Monday, February 08, 2010

Two Issey Miyake Skirts

You ask, I answer.

Here is a schematic of my skirt made from Vogue 1256, a vintage Issey Miyake dress.  The original pattern had a drawstring casing at the junction between the bodice and the skirt.  I made a tunnel elastic waistband.

Construction Steps
  1. Sew center seams and make pleats.  Baste pleats.
  2. Staystitch inset corners, then clip to stitching.
  3. Sew rectangular pocket back pieces to both front and back.
  4. Stitch pocket sides, drape top and side seams.
  5. Attach a tunnel elastic waistband (a tube of fabric the length of the waist opening). Insert elastic.
  6. Trim corners, finish edges, hem
Because Marie-Christine asked nicely, I decided to draw a schematic for a second, bonus skirt.  Vogue 1256 didn't have a copyright YYYY notice on the envelope, so I didn't know the exact year of the pattern.  However, the $9 price on the envelope places it in the 1980s.

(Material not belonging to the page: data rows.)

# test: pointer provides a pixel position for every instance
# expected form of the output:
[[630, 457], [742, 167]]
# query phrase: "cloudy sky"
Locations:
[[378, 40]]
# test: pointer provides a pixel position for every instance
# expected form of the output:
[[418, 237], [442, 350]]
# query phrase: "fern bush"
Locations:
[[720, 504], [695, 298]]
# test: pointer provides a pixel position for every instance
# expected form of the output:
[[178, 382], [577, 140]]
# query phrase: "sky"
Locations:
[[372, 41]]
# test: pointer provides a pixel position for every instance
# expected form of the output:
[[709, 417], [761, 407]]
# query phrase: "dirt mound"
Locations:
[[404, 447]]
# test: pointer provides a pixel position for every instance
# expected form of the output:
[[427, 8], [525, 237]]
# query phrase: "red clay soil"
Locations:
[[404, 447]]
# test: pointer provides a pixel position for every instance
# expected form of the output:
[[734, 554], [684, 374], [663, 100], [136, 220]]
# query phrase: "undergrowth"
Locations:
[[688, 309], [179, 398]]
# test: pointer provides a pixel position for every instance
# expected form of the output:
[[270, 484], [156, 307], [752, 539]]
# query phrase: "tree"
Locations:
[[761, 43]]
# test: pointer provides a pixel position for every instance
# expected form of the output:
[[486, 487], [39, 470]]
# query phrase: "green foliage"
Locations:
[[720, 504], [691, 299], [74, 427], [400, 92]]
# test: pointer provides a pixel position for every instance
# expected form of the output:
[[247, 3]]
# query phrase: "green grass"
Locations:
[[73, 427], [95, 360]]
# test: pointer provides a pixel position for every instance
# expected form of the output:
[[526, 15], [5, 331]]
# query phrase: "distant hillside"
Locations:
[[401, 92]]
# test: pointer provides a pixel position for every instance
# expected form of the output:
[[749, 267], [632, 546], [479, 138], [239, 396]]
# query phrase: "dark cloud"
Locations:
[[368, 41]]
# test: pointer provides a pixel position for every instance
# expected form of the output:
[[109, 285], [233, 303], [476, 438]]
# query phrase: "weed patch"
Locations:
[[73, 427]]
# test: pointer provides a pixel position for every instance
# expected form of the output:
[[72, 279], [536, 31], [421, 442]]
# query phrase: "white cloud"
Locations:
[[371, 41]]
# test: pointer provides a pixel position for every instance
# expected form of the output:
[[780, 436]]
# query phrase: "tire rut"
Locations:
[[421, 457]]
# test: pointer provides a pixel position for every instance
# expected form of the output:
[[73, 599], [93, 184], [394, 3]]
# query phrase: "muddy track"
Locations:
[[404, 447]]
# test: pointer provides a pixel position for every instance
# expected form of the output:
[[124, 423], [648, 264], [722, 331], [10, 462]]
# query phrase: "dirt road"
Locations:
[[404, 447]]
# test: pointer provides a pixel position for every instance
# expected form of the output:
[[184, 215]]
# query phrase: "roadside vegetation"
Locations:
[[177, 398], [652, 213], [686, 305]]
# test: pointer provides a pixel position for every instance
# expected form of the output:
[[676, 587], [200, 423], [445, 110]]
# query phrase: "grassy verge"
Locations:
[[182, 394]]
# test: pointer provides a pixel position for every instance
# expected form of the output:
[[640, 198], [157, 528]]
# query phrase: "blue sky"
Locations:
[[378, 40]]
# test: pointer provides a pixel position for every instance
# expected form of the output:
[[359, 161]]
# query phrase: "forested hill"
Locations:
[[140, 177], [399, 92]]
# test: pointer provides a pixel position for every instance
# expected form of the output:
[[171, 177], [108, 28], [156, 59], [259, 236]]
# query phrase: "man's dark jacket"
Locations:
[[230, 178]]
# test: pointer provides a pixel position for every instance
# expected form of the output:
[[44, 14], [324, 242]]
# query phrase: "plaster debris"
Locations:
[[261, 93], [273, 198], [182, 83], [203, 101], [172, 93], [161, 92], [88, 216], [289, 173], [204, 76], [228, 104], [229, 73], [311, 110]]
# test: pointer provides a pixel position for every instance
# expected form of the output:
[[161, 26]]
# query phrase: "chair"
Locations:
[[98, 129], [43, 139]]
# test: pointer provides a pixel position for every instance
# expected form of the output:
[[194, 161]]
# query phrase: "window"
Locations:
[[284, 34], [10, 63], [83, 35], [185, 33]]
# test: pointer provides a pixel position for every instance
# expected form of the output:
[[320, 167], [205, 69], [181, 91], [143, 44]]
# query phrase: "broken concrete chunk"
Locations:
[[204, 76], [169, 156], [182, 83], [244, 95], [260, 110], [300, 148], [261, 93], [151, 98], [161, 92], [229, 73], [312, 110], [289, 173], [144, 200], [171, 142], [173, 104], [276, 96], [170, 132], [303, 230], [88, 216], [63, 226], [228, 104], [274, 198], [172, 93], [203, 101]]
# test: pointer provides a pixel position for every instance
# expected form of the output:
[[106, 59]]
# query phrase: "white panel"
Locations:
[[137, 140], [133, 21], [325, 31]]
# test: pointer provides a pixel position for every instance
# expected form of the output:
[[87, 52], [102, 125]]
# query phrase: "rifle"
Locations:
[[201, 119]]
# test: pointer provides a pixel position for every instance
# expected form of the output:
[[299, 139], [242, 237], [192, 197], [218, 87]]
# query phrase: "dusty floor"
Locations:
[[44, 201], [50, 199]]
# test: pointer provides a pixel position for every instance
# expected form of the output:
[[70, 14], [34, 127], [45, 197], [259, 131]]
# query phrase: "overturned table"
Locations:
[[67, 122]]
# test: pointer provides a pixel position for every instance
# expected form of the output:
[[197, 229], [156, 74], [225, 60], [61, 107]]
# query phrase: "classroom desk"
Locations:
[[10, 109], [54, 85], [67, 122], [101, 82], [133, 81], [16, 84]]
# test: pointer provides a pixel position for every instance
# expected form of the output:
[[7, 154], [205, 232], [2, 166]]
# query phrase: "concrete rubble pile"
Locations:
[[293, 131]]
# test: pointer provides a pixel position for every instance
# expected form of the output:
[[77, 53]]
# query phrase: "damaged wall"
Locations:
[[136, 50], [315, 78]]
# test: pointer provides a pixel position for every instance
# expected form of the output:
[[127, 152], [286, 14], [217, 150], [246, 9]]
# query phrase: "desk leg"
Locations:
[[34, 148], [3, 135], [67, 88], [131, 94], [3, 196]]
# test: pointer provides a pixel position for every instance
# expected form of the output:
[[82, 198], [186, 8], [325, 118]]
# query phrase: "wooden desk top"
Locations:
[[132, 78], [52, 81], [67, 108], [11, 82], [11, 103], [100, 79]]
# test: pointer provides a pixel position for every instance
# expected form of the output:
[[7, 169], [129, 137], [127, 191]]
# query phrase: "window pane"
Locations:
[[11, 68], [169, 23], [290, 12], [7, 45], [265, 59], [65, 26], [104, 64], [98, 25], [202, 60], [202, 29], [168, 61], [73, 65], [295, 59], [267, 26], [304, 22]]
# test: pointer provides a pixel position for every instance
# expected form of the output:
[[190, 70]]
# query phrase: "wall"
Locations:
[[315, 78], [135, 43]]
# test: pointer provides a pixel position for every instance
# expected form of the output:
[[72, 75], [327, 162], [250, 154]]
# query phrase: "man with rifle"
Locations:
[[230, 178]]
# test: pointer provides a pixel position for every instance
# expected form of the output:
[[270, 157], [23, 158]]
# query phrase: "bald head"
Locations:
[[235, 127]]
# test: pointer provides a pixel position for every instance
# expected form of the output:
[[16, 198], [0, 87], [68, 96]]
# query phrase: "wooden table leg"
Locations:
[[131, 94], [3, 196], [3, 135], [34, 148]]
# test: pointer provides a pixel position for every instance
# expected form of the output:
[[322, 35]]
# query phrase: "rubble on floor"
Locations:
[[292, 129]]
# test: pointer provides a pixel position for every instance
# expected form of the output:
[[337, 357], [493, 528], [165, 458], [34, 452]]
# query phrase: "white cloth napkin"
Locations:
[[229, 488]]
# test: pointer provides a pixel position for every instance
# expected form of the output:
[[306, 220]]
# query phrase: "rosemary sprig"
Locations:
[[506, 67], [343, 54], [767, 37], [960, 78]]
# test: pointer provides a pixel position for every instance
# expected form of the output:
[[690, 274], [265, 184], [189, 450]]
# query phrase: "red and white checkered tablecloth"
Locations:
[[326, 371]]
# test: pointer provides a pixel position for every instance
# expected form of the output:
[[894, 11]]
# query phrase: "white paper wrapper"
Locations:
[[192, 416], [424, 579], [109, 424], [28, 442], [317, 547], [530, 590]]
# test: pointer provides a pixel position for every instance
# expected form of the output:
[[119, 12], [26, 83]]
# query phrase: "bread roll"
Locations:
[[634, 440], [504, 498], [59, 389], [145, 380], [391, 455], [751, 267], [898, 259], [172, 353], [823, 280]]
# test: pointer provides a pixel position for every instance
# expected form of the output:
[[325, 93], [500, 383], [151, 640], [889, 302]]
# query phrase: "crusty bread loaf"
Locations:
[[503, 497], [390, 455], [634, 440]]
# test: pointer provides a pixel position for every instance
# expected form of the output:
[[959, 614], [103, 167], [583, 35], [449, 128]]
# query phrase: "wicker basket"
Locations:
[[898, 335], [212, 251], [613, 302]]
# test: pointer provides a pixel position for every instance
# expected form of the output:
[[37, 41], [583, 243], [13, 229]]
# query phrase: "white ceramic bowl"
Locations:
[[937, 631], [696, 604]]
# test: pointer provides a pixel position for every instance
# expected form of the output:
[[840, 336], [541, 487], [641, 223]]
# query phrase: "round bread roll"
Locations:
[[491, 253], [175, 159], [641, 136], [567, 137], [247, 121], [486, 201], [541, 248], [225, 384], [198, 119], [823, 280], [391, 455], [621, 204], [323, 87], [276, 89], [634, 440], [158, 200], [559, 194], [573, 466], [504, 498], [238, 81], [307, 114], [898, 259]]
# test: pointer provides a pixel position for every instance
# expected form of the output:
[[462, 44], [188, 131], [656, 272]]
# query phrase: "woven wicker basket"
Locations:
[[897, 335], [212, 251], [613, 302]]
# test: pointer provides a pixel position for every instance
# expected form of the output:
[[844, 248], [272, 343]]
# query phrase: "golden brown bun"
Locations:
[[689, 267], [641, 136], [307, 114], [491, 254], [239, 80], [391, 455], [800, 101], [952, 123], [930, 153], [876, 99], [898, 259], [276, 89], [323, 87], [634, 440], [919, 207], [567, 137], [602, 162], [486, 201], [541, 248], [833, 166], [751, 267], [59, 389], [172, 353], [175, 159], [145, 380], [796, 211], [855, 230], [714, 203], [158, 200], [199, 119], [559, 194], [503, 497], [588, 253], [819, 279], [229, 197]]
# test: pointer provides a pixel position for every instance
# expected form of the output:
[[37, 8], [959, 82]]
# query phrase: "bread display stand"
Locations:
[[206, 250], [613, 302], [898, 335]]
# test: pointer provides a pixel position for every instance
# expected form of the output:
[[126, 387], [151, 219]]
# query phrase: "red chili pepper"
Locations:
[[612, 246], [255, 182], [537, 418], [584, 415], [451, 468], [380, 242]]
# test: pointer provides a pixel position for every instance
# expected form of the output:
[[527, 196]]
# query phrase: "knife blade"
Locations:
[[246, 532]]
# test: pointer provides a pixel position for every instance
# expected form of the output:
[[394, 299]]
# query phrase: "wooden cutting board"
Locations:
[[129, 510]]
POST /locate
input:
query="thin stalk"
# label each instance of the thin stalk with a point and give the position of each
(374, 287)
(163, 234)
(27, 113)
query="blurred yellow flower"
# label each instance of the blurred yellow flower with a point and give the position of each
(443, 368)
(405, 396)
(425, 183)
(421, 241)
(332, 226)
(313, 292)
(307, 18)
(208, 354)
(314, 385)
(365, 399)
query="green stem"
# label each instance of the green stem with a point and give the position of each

I think it was near 1984 because of this skirt that I tried on in a boutique on College Avenue in Berkeley in 1984.  It was made of cotton knit and black grosgrain ribbon.  I am not sure about the stripe orientation.  I think it went horizontally, but I thought it would have looked better vertically.  Knit-in stripes usually go horizontally, so that the machines knit with only one color at a time.

I am not sure which way the stretch in the skirt went.  It was 25+ years ago, and I think I should get a bye on that.  I do remember the very soft cream and grey fabric and black grosgrain ribbon.  I recall now that the stripes went horizontally, and the skirt appeared to use the full 60" width of knit fabric.  I  thought it was weird the stripes went in an unflattering direction.  I had no idea about machine knitting back then.

Topologically, it is the same as the skirt I just made.  There is no pocket and the drape portion is proportionately wider, almost 1/3 of the full width of the skirt.  (That's why I put 1/3+ or 1/3- on the drawing.)

Happy sewing and send me a picture or link to your skirts!
When I saw this knit skirt, I had never heard of Issey Miyake.  The window display intrigued me. I went right into the store and tried the skirt on, even though I couldn't afford it. I think the boutique was called Miki, but it may no longer exist. They sold the kind of cool clothes that I couldn't afford back then, and that don't fit my conservative workplace of today. Sigh. Life is so asynchronous.

A year later, SFMOMA devoted the entire top floor to a retrospective of Issey Miyake designs.  I blogged about that in Imagery from the Past.